We left this club and went to the spot. There's this hotel called the Armada, that name was really familiar to me and it wasn't till we left and I saw that the hotel was in the shape of a ship moored on the Nile{the Nile is everywhere here, its as unremarkable as a road to locals while every time I see it all I want to do is stare.} This is a posh hotel. The name says it's posh, the location says its posh, the ATM machine welcoming you into the hotel says its posh. Even the spicy food in there would be posh. One of the guys we were with had booked us the top floor of this star awarded hotel, connections, and we got to go there and have a private party.

This was by no means a free party but when we entered there were wine glasses on the table for each of us and.... bottles of mineral water. We sat down and took over this place. A guy had his ipod and convinced the DJ to let him play music off it. The musical mix was eclectic to say the least, jumping from eminem to pitbull to nicki minaj to frank sinatra to fallout boy and the guys who sang losing my religion.

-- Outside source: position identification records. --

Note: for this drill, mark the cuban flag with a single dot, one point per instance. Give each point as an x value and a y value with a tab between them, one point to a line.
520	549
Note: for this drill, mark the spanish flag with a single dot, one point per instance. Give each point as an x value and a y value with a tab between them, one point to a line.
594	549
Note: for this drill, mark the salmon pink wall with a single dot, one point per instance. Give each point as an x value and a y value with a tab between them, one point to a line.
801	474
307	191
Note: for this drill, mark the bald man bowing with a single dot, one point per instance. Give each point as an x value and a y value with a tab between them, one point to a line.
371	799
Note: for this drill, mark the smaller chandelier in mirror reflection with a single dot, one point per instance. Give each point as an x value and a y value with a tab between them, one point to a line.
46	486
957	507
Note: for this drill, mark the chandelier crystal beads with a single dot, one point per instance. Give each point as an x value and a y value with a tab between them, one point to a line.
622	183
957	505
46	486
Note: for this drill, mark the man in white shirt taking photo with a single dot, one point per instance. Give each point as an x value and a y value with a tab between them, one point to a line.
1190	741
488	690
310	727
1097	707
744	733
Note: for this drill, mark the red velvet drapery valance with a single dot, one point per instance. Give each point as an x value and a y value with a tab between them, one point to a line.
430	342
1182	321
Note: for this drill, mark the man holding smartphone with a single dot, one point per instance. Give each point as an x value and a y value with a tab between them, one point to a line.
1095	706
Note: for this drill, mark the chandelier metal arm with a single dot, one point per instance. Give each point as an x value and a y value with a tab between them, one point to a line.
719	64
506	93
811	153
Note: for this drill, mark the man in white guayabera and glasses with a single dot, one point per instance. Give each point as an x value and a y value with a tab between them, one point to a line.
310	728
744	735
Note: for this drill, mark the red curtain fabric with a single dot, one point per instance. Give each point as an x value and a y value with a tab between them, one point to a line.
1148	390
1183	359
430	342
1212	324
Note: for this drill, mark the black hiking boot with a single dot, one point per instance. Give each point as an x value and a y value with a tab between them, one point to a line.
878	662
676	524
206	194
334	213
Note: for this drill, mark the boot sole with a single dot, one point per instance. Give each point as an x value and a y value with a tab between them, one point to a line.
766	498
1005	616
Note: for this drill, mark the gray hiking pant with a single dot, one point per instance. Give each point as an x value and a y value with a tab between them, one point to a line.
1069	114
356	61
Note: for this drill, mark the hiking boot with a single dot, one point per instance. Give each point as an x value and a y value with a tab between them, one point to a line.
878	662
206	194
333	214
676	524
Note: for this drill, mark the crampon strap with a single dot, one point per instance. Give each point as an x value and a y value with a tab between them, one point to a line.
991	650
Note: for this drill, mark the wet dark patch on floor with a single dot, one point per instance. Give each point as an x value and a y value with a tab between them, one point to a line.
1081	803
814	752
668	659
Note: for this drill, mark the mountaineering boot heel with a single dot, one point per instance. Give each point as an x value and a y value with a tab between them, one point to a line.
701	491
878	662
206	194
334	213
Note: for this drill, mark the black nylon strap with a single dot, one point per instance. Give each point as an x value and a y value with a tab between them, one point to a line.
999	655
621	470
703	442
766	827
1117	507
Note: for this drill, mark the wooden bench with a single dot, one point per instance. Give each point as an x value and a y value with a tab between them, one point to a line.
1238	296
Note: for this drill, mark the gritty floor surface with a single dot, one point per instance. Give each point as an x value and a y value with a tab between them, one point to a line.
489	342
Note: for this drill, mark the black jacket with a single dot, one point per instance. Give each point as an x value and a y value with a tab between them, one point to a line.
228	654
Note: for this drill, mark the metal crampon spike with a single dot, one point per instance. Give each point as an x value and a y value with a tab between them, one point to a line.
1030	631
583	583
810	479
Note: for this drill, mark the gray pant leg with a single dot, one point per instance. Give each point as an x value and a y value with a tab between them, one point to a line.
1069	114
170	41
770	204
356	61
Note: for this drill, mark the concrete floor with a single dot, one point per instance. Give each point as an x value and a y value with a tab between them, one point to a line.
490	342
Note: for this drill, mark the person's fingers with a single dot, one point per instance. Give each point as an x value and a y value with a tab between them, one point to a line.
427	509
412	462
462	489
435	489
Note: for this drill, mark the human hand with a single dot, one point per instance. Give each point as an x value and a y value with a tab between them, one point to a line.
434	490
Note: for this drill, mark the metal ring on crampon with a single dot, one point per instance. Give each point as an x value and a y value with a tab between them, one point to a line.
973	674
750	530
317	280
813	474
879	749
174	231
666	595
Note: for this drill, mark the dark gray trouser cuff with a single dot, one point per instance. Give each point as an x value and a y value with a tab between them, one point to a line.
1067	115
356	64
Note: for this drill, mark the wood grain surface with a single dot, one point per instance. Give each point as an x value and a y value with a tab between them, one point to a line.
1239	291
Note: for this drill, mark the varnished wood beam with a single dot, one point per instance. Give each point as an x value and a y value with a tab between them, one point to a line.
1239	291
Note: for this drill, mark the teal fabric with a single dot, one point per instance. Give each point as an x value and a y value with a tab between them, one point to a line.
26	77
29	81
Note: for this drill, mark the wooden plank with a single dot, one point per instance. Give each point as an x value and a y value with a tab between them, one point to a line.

There was an Indian dude with us who couldn't get enough of this, him and my Egyptian pal were on the floor the whole time, crooning with frank, crumping to nicki, air guitaring to fallout boy and raging with em. The thing about the people I was partying with was their international experience, a lot of the Egyptians here had spent a couple of years in America and this had changed them, sinatra isn't that common a music choice in most parts of the world, the Indian wasn't your typical Indian, he had been around too, dude could dance and he was the one who came up to me and said
“flashing them dead presidents huh.”
“you know am not black American right? Anyway here it would be dead Pharaohs.”

I ordered a shisha because when you come to Egypt have one, have one every day. You can find it at the local cafĂ©’s for twenty American cents, and when it hits, it hits. There’s no head rush like an Egyptian shisha head-rush. They keep laughing at how weak I am when I can't stand up immediately and I tell them if being weak feels this good I never want to be strong. I lost my head, it's somewhere out there wondering. That's how it feels, the smoke rushes straight to your brain taking you on such a head trip you have to take off your shoes and belt.

We left the club at around four thirty, my flatmate got to see Cairo one last time as we drove around the streets, this part of the journey was tinged with a certain sadness, she kept looking off into the distance, playing with her phone instead of being there with us as if already preparing to detach herself from all these people she had met on her trip.  She was looking forward to italy but at the same time she had to say goodbye to egypt, all her friends, all the sights, all the memories. She looked away from me and sniffled just a little. I had no idea what to do or what to say. Bitter goodbyes and sweet memories had her in their grip and until they let her go there was nothing I could do. When  you travel you get so homesick and then it's time to go back home, but when you're in a place you may never see again it's like you're losing home all over and this time  you know its terminal. Sure there's facebook but that's just morphine when what you really need is a cure. "the worst thing about being a traveller is this part, the goodbyes no even worse it changes you and soon all you can relate to is other travellers because they are different in some way.” she said as she looked out of the window as her home passed by her one last time.

On the bright side now I'll have a room to myself.

1 comment:

  1. Hahah I like your bright side =)Of course you realize waiting until she's gone to admit you were sharing a room with an exotic Italian girl is just wrong, right? That's a blog post in itself right there!